Bo choć jego tezy są czysto absurdalne
(Bo czwórka jest bardzo składna i braknie w niej kwiatków pokroju wieku Jagera, bo to od początku do końca dzieło Kojimy, bo to on jest za nie odpowiedzialny i nie dał by sobie niczego na siłę wciskać, bo powiedziałby "Fu*k you Konami" i tworzył grą chociażby w Zanzibarze, bo Database to dzieło stworzone pod jego nadzorem, do którego niedługo pewnie dołożą łatkę, bo logiczne jest, że The Fury musiał być już wcześniej miotaczem.... A przede wszystkim, ponieważ MGS to
emocje a nie perfekcyjna dokładność szczegółów: Widziałem, jak Big Boss wybucha a w 1 jest mowa o jego ciele (?).

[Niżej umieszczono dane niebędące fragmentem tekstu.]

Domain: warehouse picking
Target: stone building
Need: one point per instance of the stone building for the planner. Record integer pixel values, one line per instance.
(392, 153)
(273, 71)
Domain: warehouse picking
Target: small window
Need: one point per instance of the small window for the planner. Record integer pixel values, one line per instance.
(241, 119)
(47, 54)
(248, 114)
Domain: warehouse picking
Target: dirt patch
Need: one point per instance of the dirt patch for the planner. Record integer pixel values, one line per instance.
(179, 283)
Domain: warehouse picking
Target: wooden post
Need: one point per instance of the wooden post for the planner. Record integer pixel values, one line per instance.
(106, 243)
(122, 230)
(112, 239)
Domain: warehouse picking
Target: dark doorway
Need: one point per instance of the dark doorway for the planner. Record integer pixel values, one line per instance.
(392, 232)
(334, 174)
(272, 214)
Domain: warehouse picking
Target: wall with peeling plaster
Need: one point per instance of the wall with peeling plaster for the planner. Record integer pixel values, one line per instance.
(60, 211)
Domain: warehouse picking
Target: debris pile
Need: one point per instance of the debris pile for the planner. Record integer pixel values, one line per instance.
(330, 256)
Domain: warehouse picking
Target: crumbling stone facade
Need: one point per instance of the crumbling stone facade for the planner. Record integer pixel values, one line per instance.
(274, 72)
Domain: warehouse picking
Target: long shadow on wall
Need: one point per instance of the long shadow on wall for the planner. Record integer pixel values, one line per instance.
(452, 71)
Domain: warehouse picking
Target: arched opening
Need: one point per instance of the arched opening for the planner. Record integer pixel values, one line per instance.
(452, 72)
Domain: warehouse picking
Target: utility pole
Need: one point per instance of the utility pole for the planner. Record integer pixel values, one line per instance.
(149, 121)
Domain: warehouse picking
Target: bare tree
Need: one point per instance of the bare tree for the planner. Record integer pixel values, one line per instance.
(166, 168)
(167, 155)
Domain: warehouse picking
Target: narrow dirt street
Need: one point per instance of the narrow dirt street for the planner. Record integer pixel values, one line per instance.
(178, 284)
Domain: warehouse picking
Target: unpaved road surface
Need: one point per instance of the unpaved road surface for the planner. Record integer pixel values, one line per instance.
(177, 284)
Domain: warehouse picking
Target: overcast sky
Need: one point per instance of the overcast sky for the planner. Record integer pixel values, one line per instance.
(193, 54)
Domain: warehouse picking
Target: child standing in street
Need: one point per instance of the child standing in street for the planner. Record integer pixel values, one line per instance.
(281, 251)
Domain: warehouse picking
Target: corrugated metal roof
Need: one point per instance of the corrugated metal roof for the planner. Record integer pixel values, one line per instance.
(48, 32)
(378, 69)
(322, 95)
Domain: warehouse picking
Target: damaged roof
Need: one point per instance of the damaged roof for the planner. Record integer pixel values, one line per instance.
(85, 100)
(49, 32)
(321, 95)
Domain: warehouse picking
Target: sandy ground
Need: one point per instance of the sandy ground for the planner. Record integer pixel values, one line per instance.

Uznawanie, według swojego widzimisie, co jest kanoniczne a co nie, to hipokryzja, bo przecież to mogą robić
jedynie twórcy, vide G. Lucas.
), to jest naprawdę spoko gościu, którego strasznie szanuję i lubię, ale krzywię twarz gdy wysuwa własne "słuszne" wnioski.
A dlaczego jeszcze się do niego nie zraziłem? Po prostu, nie schodzę na te tematy.